Cassim-Surtee feels that it is exceptionally important to give back. She’s involved in local community charities which assist destitute families.
“Take your experiences and share with others. Teach and influence. Helping others gives life perspective. Everything in life is cyclical,” she explains.
For her, women need self-assurance for success as well as a strong belief system that includes adding value to other people’s lives. She also has some strong opinions on what kind of qualities girls today need to get by.
“Confidence in themselves is paramount. With that comes the ability to try new things and accept failure as just a stepping stone for greater things to come.” It is this kind of attitude that has propelled Cassim-Surtee forward in her own career to reach heights of excellence.
Making a mark
Although Cassim-Surtee thinks that we’ve progressed since 1992, when she was first involved in the media industry, she feels that we have a long way to go. “For a start, there are more women in the industry. Women who take on a media role can be very influential in shaping opinions in society and they need to use this power. But, they also need more self belief and to realise that they have earned their place and shouldn’t be fearful to apply and stand up for positions in leadership,” she says.

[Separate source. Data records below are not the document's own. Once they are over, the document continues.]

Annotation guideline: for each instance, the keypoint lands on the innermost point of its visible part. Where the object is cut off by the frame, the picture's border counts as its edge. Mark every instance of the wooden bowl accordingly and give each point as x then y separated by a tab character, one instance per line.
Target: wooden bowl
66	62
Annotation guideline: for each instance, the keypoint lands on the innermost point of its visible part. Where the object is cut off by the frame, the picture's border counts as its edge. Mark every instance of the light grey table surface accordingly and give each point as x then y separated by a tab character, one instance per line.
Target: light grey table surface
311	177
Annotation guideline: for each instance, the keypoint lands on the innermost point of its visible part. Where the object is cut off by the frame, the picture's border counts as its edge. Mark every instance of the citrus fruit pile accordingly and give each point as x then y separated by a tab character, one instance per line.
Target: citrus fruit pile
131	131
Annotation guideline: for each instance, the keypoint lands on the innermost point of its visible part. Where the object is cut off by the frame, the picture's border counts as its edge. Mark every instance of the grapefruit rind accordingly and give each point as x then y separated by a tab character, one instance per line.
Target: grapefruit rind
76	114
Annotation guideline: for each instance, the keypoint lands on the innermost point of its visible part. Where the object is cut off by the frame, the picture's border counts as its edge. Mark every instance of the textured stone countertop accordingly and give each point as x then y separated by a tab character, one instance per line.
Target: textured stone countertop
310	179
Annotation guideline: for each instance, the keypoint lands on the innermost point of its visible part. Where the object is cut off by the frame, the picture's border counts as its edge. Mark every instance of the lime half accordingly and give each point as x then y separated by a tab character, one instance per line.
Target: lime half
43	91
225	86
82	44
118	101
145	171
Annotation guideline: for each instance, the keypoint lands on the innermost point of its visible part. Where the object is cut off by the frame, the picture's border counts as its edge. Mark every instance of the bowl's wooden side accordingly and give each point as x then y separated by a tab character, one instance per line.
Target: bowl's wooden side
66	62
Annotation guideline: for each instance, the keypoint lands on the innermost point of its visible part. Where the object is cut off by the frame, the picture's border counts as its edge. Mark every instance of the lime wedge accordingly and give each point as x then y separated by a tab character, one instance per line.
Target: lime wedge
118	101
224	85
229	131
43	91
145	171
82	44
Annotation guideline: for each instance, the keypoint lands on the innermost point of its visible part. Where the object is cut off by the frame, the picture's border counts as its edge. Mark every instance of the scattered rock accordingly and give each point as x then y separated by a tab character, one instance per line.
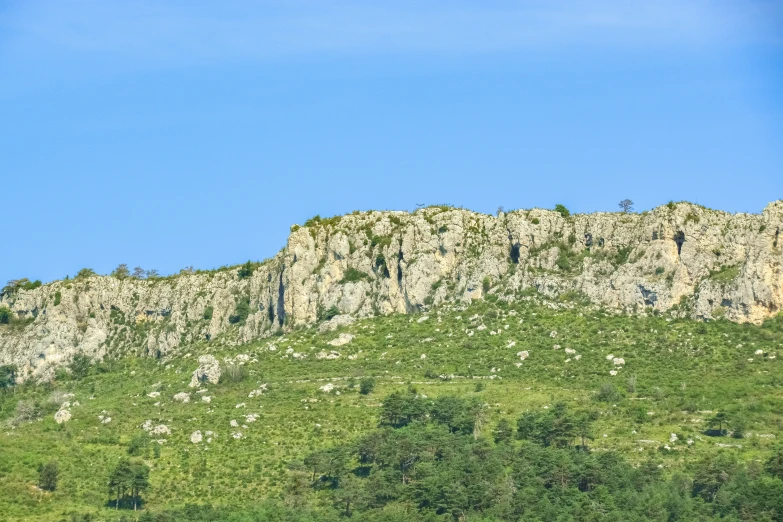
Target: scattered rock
62	415
341	340
207	371
330	355
336	322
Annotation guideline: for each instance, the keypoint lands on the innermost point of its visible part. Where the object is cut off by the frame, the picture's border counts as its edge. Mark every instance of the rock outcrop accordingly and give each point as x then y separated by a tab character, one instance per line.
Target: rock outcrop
208	371
680	258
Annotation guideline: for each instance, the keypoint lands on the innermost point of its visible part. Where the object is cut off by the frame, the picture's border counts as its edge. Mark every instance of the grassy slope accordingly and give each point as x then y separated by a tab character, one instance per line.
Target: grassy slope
696	366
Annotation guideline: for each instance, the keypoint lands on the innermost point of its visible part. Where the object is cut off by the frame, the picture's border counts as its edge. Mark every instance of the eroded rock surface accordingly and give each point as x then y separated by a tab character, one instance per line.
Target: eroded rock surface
707	263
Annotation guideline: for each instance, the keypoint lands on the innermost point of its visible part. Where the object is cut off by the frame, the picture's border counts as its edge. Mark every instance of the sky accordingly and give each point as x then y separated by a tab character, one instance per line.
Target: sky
174	133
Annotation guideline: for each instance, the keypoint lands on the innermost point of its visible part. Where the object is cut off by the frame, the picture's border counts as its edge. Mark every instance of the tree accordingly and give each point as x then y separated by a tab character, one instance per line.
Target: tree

She also wishes that there were as many stories in the media about women doing great things as there are about males. “The scales should be balanced,” she explains, “Women need to be painted in a different light – less focus on the way we look and more about the value we add to society.” She believes that media can perpetuate gender stereotypes but if used cleverly, can change the way women in general society are perceived. “If only we could see the great things they do. Companies must start betting big on women within their organisations; to have more faith in women’s abilities to be leaders,” she says. To young people starting out in the media industry, her advice is “Be curious. There is no cut- off date to learning.”

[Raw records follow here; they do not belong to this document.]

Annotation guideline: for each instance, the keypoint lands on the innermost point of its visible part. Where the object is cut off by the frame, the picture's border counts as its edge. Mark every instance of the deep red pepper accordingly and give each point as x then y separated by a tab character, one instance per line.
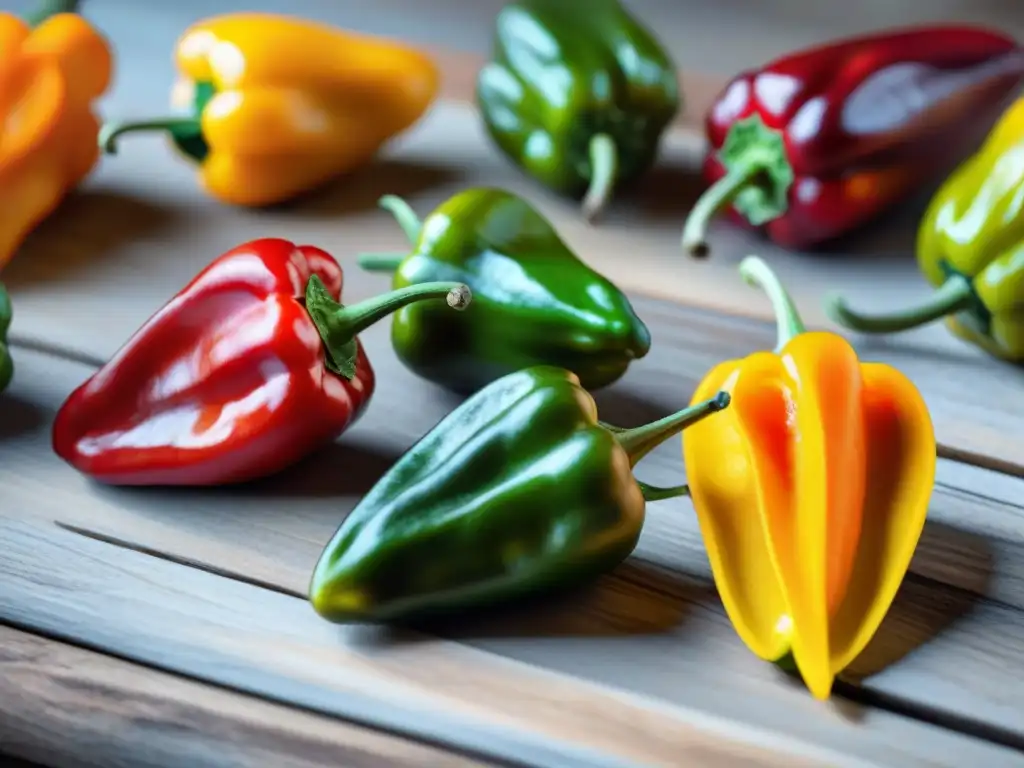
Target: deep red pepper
815	143
249	369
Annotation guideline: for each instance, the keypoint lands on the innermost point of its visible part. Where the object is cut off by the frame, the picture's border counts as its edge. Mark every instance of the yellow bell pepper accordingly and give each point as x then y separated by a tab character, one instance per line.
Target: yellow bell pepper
283	105
811	492
52	68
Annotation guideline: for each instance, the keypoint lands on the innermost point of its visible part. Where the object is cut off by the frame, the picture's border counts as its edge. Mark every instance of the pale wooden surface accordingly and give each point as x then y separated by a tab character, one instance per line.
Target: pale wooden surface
643	669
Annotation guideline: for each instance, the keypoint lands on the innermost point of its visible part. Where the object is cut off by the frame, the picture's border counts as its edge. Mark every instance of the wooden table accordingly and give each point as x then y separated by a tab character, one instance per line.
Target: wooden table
154	628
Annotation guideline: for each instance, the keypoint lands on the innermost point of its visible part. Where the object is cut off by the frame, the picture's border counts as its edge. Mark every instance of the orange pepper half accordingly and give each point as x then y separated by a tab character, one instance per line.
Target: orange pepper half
811	492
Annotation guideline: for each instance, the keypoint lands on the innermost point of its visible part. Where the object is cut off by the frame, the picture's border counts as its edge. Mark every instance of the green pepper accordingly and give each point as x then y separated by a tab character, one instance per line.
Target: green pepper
534	301
579	93
971	249
519	491
6	364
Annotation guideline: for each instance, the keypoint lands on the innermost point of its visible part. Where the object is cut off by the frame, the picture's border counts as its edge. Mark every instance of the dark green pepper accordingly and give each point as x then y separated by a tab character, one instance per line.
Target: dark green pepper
534	301
517	492
6	364
579	93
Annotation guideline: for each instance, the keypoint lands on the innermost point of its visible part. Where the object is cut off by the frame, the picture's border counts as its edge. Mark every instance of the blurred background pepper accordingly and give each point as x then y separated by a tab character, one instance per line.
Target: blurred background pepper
306	104
811	526
518	491
971	249
818	142
54	66
535	302
579	94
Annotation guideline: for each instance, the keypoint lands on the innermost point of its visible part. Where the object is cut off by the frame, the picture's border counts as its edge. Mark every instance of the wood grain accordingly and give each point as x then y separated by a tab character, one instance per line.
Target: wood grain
70	708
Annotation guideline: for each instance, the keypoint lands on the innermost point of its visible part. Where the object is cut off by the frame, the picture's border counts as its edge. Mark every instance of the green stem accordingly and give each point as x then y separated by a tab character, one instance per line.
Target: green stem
380	262
603	169
639	441
954	295
46	8
112	131
339	325
787	323
403	214
715	198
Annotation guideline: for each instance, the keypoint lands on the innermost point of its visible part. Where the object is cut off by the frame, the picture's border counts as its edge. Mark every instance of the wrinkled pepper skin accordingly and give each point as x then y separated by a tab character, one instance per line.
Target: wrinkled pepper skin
811	492
6	364
53	67
535	302
579	94
517	492
971	249
818	142
282	105
249	369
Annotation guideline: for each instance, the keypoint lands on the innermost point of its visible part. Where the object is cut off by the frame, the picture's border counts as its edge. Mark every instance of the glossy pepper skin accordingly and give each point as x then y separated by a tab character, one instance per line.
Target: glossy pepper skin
253	366
534	301
579	94
54	66
816	143
518	491
811	492
282	105
971	249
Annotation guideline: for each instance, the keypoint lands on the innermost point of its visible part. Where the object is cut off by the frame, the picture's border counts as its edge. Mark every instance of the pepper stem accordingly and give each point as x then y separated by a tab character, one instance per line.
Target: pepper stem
380	262
954	295
112	131
603	169
339	325
403	214
714	199
787	322
47	8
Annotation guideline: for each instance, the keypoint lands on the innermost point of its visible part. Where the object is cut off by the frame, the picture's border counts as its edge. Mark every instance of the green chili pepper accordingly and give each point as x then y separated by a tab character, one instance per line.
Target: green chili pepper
579	93
6	364
517	492
534	301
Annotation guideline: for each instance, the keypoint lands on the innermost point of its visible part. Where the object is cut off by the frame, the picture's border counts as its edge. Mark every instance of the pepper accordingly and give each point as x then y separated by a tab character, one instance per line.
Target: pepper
283	105
6	364
816	143
53	66
518	491
811	492
253	366
971	249
535	302
579	94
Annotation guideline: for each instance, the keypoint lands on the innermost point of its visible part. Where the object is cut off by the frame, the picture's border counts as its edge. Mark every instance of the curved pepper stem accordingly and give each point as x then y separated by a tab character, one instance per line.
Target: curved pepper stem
787	322
955	295
639	441
603	169
47	8
339	325
112	131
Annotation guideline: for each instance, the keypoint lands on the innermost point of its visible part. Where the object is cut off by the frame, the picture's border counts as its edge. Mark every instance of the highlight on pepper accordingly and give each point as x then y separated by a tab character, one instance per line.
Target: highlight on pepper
811	491
54	66
535	301
279	107
520	491
579	94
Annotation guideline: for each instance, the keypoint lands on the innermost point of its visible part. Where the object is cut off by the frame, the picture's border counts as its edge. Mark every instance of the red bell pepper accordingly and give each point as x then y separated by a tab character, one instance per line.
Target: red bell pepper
250	368
815	143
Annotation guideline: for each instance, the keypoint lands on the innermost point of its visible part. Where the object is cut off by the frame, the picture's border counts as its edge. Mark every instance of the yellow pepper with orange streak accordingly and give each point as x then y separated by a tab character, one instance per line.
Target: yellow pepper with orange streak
52	68
811	492
283	105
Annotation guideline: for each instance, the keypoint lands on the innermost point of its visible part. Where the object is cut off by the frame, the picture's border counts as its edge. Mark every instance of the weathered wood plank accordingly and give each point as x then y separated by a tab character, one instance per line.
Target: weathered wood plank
66	707
654	628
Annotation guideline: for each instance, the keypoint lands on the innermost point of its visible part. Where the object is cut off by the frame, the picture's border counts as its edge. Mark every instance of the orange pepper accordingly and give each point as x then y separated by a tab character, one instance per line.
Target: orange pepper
50	73
811	491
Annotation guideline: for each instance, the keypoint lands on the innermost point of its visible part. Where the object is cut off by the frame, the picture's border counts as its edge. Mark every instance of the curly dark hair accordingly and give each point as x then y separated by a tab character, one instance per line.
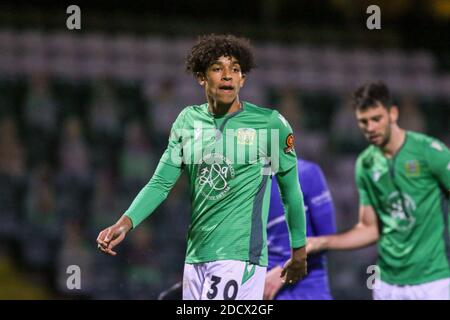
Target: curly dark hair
211	47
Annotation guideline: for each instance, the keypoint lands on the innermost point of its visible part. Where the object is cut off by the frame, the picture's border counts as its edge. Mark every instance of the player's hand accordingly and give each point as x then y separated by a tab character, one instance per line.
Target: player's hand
110	237
314	244
295	268
273	283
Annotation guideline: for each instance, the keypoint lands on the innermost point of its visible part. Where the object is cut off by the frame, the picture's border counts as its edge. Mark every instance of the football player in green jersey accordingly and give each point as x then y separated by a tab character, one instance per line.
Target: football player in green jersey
229	150
403	180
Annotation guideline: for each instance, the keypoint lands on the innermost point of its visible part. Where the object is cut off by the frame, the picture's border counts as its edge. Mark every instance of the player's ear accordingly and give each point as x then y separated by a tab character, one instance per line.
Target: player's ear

Cassim-Surtee has learnt some valuable lessons in her life such as “Be yourself. Real happiness comes from within. No regrets ever. Even the bad things make for a good story.” Described by those who know her as “Sassy, energetic, persistent, smart and sociable”, she typifies a silver-lining person that anyone would want in their corner, leading a team. She affirms,“I don’t see any failures – just challenges that have become opportunities. I’m an optimist.”

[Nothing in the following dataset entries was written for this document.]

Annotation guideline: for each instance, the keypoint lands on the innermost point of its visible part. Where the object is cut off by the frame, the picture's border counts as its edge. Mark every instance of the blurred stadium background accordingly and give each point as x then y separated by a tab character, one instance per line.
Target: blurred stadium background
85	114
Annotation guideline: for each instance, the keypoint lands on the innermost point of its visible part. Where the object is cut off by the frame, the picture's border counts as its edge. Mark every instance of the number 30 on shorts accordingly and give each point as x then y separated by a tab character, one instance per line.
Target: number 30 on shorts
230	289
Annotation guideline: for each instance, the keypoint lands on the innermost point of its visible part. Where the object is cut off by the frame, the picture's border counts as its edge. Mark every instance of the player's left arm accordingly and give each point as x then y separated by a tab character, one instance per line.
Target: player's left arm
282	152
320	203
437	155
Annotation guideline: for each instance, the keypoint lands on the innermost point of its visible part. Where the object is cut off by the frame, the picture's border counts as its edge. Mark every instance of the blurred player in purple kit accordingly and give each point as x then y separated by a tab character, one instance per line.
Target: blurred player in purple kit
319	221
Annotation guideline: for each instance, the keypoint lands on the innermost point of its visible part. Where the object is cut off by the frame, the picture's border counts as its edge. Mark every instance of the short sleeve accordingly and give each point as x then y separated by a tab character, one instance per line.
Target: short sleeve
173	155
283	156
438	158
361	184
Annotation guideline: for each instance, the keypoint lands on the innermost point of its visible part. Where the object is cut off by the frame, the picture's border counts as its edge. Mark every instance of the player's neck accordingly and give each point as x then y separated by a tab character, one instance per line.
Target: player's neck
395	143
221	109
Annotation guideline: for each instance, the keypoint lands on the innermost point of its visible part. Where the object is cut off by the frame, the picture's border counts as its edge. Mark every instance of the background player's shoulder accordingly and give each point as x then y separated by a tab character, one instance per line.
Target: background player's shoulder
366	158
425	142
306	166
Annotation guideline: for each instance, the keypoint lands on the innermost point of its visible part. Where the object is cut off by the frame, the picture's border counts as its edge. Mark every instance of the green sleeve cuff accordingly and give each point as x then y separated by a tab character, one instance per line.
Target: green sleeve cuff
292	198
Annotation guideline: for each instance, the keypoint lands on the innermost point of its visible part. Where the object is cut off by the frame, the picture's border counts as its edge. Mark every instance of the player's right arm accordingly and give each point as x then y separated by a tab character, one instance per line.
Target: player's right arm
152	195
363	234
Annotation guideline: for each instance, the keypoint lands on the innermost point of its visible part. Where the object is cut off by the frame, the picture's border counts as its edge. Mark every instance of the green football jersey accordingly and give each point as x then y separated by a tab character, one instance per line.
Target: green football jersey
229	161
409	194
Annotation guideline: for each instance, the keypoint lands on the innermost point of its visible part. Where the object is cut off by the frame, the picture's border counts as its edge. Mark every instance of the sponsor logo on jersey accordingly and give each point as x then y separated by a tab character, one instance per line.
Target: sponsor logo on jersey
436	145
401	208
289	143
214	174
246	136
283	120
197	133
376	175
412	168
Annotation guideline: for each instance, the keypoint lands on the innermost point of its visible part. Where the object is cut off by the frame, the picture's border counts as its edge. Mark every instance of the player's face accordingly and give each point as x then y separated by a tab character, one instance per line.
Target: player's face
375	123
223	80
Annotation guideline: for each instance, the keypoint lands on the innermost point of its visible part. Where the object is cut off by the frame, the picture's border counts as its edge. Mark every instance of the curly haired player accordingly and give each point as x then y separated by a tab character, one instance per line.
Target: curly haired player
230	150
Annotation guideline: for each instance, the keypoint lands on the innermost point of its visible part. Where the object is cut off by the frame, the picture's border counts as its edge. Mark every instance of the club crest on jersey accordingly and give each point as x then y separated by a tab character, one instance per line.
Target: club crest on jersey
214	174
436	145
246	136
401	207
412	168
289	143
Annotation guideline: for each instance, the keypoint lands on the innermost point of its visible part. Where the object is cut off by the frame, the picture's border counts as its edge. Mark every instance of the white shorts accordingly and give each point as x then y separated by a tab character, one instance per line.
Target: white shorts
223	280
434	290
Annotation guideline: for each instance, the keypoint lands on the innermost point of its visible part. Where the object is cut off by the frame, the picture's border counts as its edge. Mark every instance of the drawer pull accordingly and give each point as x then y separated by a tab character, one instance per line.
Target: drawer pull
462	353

Having already co-authored a book on branding, Cassim-Surtee says enigmatically, “My personal goal is to write a book inspired by my life experiences perhaps before I reach my next milestone birthday.” When she’s not working, she takes time out to exercise (it helps her mental state), read, scuba-dive and cook elaborate meals for her family.
She manages that delicate and often elusive work-life balance by not letting her work load overwhelm her. Cassim-Surtee asserts, “I’m good at prioritising, as I see everything as part of of a whole. I keep all the aspects of my life in check. I set myself goals – both business and personal – to learn something new every year.”